Cette règle a-t-elle des fondements ecclésiologiques ?

Non, elle n'est pas ecclésiologiquement défendable. Le patriarcat de Kiev se réfère justement au 34ème canon des apôtres, du 4ème siècle après JC, selon lequel il faut que chaque évêque reconnaisse localement qui, dans une région, est le premier. Par ailleurs, ce "premier", le protos, ne doit rien faire sans avoir consulté les autres membres de son épiscopat. Une fois que le protos agit de manière synodale, il se produit progressivement une reconnaissance des autres Eglises orthodoxes. Aux règles établies au XIXème siècle défendues, entre autres, par le patriarcat de Moscou, le patriarche Philarète de Kiev oppose le canon des Apôtres.

 

Le patriarche Philarète aimerait-il être à la tête de l'Eglise autocéphale, si celle-ci était proclamée ?

Non. Il a dit qu'il n'était pas candidat et a  laissé entendre que si le protos de cette nouvelle Eglise ukrainienne autocéphale était le représentant de l'Eglise orthodoxe ukrainienne relevant actuellement du patriarcat de Moscou, il pourrait l'admettre. C'est la raison pour laquelle la situation est extrêmement chaude pour Cyrille et le patriarcat de Moscou. Le patriarche Philarète veut avancer sur cette question de l'unité et on ne peut l'accuser de vouloir être le chef de cette Eglise locale à venir.

 

Quelles conséquences cette situation ecclésiale pour le moins tendue pourrait-elle avoir sur le concile ?
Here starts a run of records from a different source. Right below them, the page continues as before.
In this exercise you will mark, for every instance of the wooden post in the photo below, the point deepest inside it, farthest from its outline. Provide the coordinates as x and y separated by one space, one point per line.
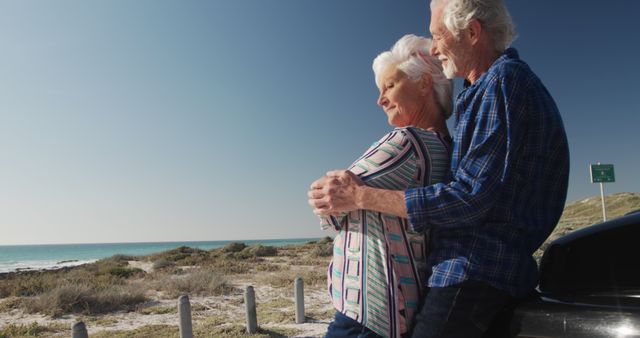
250 305
184 311
299 295
79 330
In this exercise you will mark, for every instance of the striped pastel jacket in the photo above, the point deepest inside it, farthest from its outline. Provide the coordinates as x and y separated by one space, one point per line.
379 267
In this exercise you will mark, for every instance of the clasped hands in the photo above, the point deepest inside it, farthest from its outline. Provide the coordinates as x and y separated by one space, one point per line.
338 191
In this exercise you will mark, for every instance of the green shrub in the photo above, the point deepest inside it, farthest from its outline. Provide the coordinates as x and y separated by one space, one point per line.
234 247
202 282
28 330
120 271
85 298
322 250
163 263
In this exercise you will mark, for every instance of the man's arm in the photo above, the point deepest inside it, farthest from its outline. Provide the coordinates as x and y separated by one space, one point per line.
342 191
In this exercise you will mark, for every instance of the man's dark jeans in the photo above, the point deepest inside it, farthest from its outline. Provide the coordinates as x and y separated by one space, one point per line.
345 327
467 310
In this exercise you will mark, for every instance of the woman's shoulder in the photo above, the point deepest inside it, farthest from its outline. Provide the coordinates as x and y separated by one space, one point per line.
424 134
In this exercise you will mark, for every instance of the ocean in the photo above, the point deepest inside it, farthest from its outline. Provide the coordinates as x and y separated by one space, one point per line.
53 256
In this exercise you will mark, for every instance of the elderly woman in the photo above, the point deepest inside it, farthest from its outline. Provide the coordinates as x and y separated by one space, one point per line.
378 268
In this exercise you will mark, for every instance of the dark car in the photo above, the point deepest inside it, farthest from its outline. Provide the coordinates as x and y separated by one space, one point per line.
589 284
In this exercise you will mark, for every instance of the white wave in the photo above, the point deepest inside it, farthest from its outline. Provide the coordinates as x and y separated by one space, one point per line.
40 265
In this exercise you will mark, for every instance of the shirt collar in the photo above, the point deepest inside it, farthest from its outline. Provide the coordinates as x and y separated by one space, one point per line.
508 54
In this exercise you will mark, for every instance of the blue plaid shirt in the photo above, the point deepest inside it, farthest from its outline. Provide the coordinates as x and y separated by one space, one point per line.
510 170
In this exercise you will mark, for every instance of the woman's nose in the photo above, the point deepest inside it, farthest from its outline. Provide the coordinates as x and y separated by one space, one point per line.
382 100
433 50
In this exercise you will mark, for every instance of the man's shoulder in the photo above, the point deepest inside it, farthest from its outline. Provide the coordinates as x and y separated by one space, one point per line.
511 69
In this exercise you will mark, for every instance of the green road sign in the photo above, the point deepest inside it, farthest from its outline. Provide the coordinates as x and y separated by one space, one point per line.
602 173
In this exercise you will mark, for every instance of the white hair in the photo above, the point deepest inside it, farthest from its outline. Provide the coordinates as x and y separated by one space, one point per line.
411 56
492 15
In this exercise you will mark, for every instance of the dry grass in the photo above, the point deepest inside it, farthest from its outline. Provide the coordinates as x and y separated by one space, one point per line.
85 298
204 282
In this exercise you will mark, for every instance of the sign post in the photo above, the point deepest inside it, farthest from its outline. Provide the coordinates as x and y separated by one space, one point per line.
602 173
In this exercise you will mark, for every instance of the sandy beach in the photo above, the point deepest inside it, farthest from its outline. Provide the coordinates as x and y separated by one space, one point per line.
213 315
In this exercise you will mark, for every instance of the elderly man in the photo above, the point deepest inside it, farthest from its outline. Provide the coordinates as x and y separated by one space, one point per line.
509 176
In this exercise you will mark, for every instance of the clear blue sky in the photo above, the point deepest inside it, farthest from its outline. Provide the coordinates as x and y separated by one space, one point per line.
155 120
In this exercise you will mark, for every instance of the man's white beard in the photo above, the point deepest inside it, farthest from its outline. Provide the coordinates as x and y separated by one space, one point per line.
450 70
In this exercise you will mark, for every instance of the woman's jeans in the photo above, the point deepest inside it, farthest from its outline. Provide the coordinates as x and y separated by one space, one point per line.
345 327
465 310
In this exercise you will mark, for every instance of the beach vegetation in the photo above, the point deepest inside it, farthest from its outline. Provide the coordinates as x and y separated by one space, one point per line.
163 263
85 298
233 247
148 331
203 282
159 310
30 330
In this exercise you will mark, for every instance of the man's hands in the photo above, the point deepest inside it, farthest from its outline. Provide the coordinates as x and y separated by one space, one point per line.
338 191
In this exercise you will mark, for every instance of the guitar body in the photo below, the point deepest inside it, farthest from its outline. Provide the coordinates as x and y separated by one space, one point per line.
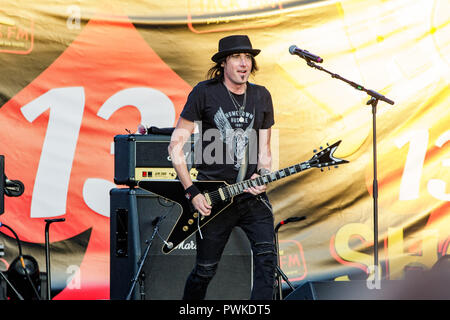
189 220
220 194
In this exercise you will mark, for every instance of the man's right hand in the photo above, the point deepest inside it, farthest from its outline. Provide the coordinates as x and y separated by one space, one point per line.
199 202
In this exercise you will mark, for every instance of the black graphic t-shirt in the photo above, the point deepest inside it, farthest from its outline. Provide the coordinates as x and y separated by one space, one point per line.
225 129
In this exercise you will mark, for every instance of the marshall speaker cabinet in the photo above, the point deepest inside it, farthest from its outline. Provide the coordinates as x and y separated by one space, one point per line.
132 217
138 157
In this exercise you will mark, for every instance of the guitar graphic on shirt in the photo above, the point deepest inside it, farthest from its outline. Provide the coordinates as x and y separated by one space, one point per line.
220 194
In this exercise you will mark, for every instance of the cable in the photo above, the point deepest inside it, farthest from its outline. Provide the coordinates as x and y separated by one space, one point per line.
22 262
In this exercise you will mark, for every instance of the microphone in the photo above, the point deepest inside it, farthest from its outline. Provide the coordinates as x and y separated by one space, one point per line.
294 50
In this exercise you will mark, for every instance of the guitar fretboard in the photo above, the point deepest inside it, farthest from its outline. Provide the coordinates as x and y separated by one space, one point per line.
227 192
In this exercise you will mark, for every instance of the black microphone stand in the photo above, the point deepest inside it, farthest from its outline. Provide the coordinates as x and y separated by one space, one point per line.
279 273
47 254
141 262
375 97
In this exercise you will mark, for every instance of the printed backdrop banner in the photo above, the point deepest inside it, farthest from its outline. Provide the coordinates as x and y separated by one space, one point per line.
77 73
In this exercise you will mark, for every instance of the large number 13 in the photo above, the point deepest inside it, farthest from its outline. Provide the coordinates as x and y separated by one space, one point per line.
66 113
410 183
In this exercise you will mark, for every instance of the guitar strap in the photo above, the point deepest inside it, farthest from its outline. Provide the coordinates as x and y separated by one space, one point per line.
244 165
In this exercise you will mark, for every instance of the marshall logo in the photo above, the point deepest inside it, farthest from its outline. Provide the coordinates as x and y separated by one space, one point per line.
187 245
16 34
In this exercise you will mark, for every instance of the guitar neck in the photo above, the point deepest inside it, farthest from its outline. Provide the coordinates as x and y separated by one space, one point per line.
239 187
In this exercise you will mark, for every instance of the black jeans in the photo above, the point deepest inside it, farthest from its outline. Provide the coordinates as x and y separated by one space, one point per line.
257 221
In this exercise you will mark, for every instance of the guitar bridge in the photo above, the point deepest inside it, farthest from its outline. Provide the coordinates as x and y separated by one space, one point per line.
208 198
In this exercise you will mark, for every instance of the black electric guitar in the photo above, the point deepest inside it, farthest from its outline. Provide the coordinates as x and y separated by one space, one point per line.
220 195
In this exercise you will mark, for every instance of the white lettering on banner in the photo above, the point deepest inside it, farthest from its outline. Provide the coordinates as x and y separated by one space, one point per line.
437 187
96 195
52 178
66 106
410 184
74 18
73 282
D'abord, je pense que le concile va avoir lieu. Les Eglises souhaitent aller de l'avant et les gens sont mûrs pour avancer. Mais ce qui m'a beaucoup choqué lors de la synaxe à Istanbul, c'est qu'on a voté pour un règlement de vote à l’unanimité qui verrouille tout. Les évêques n'auront pas de liberté de vote puisque le vote se fera par Eglise et chaque Eglise aura un droit de véto. Le risque, c'est que ne soient entérinés que des consensus qui sont déjà très anciens et souvent bancals. L'autocéphalie et la date de Pâques n'ont pas été tranchées par exemple. C'est la même chose sur les questions sociales. On continue à parler des problèmes d'apartheid selon le consensus de 1986... C'est daté. J'espère qu'il se produira ce qu'il s'est produit pour Vatican II en octobre 1962. C'était aussi une époque très grave, en pleine crise des fusées de Cuba, et l'Esprit a soufflé. Tout l'ordre du jour a été mis de côté, on a fait appel à des laïcs et un nouveau débat, un nouveau règlement sont apparus.

 

Quel est l'impact de la montée des nationalismes et du raidissement du patriarcat de Moscou sur les relations œcuméniques entre catholiques et orthodoxes russes ?

Le 26 décembre, le patriarche Cyrille a condamné les manifestations de Maidan et fait signer par le Saint Synode un texte sur la primauté dans l'Eglise. Ce texte remet en cause la primauté de Constantinople dans le monde orthodoxe et la primauté de Rome dans l'Eglise.  Il laisse entendre au monde chrétien que le pouvoir de l'évêque est égal à l'autorité de Dieu, que l'autorité de l'évêque de Rome, successeur de Pierre, n'a aucun fondement évangélique, et que l'autorité du patriarche de Constantinople n'est que formelle dans l'Eglise orthodoxe. Cela annule 50 ans d'œcuménisme.